Andy Flower, seen by many as the outstanding candidate for the Test role, may no longer be the "mood hoover" he was once described as by Kevin Pietersen during his previous spell in charge - franchise gigs appear to have loosened him up - but discipline is one of his key assets, so you sense the drinking and general doziness would stop on his watch.
It needs to stop on whoever's watch.
Replace Stokes and nail best XI
Stokes' departure - unless he can indeed be lured back - not only deprives England of a talismanic captain but also a gun all-rounder, even if his batting form tapered off in the back end of his Test career with just one hundred since the 2023 Ashes.
There is no easy fix here, although Sam Curran is a seam-bowling all-rounder option - his left-arm angle may be useful - while Rehan Ahmed offers a spin-bowling one. Leg-spinner Ahmed's inclusion at No 7 could allow England to play four frontline quicks.
Most of the batting spots look locked in: Bethell at No 3, Root at No 4, Brook at No 5 and possibly, after a timely ton versus New Zealand, Duckett as one opener. Duckett's top-order accomplice is maybe not so certain with Emilio Gay hitting two fifties against the Kiwis but tailing off thereafter. Other county openers will feel they have a chance.
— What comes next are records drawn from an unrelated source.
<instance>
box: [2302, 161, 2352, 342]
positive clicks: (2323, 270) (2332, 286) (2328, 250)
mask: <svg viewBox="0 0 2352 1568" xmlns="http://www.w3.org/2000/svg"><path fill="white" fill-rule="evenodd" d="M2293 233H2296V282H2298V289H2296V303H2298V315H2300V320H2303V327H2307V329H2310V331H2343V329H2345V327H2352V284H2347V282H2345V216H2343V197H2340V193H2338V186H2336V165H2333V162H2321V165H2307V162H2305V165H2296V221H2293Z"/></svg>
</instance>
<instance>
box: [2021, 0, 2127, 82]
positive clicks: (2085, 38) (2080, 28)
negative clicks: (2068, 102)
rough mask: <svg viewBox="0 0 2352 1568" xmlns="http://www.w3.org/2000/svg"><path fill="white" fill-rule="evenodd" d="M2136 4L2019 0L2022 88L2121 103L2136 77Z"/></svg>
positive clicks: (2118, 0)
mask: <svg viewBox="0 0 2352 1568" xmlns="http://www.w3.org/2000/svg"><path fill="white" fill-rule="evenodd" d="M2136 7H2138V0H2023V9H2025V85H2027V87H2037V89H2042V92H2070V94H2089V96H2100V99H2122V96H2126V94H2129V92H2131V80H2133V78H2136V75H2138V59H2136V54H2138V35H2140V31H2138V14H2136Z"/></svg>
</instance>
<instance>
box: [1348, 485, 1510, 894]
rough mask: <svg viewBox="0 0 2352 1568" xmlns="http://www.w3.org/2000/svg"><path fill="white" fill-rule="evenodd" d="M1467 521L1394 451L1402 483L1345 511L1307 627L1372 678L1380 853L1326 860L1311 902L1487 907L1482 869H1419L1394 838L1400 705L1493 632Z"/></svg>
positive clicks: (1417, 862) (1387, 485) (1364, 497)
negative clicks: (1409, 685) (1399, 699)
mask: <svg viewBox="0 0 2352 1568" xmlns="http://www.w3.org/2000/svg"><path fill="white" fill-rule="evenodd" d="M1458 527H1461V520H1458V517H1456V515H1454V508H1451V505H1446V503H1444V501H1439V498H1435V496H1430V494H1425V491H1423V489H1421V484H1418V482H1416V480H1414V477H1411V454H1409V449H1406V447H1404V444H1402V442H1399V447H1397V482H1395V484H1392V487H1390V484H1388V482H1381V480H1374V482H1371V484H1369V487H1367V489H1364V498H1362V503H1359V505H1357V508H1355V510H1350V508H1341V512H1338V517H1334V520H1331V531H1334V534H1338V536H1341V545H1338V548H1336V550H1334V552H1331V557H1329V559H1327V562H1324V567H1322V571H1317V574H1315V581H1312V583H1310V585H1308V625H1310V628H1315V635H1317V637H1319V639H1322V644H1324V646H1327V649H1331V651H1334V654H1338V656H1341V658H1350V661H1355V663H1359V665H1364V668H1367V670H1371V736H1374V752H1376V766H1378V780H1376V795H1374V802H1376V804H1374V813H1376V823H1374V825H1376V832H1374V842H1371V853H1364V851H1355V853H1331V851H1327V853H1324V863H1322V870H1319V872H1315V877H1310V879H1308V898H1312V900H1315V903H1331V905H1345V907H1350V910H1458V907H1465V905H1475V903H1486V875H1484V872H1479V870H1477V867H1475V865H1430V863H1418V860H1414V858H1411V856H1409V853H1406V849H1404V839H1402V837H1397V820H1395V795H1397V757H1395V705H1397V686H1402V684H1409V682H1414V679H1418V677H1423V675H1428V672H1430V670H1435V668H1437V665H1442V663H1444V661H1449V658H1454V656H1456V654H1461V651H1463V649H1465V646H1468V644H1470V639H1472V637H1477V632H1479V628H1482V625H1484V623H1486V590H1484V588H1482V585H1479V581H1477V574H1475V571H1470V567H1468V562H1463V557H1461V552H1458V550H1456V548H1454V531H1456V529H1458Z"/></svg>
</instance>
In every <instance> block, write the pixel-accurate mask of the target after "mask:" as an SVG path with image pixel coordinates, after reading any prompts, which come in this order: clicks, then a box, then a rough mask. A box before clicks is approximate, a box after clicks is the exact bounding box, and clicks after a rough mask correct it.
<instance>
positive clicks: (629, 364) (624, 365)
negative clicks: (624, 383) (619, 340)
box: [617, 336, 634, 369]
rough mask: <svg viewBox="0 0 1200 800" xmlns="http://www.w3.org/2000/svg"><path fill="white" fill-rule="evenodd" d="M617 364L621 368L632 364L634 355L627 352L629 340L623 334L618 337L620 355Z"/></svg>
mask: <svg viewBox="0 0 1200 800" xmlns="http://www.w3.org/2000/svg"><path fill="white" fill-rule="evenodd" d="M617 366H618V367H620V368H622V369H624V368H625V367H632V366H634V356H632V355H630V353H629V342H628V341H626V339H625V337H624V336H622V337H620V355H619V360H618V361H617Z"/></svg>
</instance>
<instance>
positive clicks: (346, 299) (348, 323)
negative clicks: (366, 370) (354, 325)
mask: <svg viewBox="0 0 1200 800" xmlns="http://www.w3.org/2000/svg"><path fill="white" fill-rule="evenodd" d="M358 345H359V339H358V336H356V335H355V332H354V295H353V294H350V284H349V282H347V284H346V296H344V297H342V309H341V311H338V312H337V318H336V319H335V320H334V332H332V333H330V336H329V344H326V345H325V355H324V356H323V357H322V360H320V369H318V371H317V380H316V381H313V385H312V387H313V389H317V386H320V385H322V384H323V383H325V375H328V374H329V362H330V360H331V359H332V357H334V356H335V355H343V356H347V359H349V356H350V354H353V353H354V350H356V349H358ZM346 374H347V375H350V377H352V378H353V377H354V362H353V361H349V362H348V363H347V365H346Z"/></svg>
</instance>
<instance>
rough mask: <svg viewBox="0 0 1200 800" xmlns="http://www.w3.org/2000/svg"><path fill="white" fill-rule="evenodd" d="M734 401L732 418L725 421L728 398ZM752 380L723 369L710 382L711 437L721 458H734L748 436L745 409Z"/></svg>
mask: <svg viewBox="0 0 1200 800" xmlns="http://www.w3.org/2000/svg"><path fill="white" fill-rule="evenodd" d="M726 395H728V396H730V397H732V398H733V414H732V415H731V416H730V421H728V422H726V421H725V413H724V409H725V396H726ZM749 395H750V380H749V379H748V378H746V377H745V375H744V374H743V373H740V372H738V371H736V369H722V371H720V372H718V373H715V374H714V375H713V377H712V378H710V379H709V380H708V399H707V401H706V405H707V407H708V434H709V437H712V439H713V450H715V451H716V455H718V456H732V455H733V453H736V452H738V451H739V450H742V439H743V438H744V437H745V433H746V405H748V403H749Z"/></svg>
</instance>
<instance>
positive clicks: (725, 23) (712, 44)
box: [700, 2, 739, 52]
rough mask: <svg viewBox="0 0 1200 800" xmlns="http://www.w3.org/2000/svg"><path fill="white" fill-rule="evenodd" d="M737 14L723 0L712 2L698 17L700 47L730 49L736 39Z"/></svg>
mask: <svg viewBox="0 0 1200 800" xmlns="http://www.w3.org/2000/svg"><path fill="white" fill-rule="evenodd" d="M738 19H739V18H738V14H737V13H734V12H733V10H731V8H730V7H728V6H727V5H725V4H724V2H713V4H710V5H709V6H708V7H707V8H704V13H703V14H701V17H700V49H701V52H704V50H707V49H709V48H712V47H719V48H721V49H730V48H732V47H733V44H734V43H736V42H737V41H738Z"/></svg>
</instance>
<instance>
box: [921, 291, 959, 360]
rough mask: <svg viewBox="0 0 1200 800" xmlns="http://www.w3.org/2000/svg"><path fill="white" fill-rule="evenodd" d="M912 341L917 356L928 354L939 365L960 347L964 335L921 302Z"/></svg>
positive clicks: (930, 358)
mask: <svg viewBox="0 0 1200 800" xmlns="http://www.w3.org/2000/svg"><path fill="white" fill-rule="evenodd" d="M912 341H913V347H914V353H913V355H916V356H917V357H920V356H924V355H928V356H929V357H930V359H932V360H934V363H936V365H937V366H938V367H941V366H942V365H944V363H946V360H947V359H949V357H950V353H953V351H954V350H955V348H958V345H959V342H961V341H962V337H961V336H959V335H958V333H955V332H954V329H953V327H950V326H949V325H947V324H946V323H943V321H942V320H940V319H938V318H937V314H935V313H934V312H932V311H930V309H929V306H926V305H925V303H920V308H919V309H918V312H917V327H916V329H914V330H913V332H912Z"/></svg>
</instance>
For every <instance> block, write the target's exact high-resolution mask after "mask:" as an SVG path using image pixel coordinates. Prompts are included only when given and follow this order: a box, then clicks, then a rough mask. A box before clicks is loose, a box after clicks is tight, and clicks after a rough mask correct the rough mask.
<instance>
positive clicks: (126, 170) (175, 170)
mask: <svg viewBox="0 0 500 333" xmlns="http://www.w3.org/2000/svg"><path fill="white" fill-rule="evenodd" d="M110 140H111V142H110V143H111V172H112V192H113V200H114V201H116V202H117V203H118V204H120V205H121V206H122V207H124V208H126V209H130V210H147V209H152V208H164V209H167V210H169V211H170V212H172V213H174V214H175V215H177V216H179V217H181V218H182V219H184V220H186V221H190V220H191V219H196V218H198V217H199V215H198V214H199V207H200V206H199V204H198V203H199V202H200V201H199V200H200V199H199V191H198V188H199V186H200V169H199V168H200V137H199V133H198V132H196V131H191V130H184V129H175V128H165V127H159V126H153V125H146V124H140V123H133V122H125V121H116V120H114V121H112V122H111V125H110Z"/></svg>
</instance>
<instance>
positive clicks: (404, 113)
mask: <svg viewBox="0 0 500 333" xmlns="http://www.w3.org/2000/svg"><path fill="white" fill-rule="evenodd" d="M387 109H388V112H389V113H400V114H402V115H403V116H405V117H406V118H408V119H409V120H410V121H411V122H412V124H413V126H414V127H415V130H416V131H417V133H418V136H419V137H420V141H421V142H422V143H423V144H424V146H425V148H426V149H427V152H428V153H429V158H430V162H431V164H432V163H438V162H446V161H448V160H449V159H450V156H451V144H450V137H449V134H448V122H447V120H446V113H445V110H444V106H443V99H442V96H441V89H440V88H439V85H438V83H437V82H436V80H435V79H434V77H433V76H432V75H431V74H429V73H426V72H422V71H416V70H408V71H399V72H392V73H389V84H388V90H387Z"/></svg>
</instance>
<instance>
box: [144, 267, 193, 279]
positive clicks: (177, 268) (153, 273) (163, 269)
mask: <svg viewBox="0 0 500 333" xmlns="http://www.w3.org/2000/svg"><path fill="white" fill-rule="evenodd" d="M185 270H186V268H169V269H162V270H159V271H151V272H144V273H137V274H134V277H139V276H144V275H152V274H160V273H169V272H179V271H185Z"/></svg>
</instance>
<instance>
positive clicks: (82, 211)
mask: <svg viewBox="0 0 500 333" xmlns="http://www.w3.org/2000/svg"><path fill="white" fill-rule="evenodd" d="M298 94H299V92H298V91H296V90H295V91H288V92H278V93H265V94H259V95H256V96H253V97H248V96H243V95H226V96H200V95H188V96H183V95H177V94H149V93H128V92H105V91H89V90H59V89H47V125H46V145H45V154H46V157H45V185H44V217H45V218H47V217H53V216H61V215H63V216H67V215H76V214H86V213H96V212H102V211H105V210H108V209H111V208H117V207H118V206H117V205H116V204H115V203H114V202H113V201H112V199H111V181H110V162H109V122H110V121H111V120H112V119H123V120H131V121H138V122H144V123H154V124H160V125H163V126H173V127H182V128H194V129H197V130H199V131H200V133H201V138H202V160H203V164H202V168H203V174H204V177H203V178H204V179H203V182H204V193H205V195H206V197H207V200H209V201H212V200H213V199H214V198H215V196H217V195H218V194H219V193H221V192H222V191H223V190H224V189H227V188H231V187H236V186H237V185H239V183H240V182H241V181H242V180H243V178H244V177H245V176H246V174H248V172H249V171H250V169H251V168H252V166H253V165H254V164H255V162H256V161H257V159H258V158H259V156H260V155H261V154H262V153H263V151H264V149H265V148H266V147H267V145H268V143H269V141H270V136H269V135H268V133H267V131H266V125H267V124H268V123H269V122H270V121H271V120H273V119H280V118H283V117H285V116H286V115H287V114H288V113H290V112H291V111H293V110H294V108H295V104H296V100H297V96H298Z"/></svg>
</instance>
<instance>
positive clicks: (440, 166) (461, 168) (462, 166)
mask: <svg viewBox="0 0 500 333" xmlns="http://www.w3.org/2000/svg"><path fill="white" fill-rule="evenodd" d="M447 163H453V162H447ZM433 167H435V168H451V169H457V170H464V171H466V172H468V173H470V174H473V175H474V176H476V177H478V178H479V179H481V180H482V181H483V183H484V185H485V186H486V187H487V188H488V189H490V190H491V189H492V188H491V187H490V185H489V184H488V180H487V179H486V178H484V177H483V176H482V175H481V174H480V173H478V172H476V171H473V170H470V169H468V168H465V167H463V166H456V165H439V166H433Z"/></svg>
The same will apply for spinners with the two men who made Shoaib Bashir their pet project, Stokes and McCullum, no longer around. Bashir has potential, no doubt, but the new Test coach may want someone with more tangible stats behind them. Jack Leach, perhaps?
Jamie Smith could also be sweating on his spot as wicketkeeper-batter. After a lean Ashes, he did not fare outstandingly against New Zealand, albeit his replacement at The Oval while he was on paternity leave, James Rew, toiled with bat and gloves during a sobering debut.
Win matches and big series
Of all the objectives on the coach's to-do list, this is right at the top of it.
The end of the Bazball era saw just three wins from the final 12 matches, while the whole of the Bazball era saw no series victories over Australia and India - the contests on which England are judged - with 2-2 draws at home to those sides and 4-1 batterings away.
Whoever takes charge should not abandon every Bazball principle as attacking, in-your-face cricket got England into a number of match-winning positions over the last four years - only for the players to get too amped up and then chuck those positions away by not reining themselves in. See Lord's 2023, Rajkot 2024 and Perth 2025 as prime examples.
The task is to cut out the brainless bits and make sure refinement and responsibility come when games are in the palm of England's hands, as while English fans obviously enjoy entertaining cricket, they love winning cricket even more.
And they love winning against Australia more than anything. That opportunity arises again next summer, which makes this coaching appointment crucial.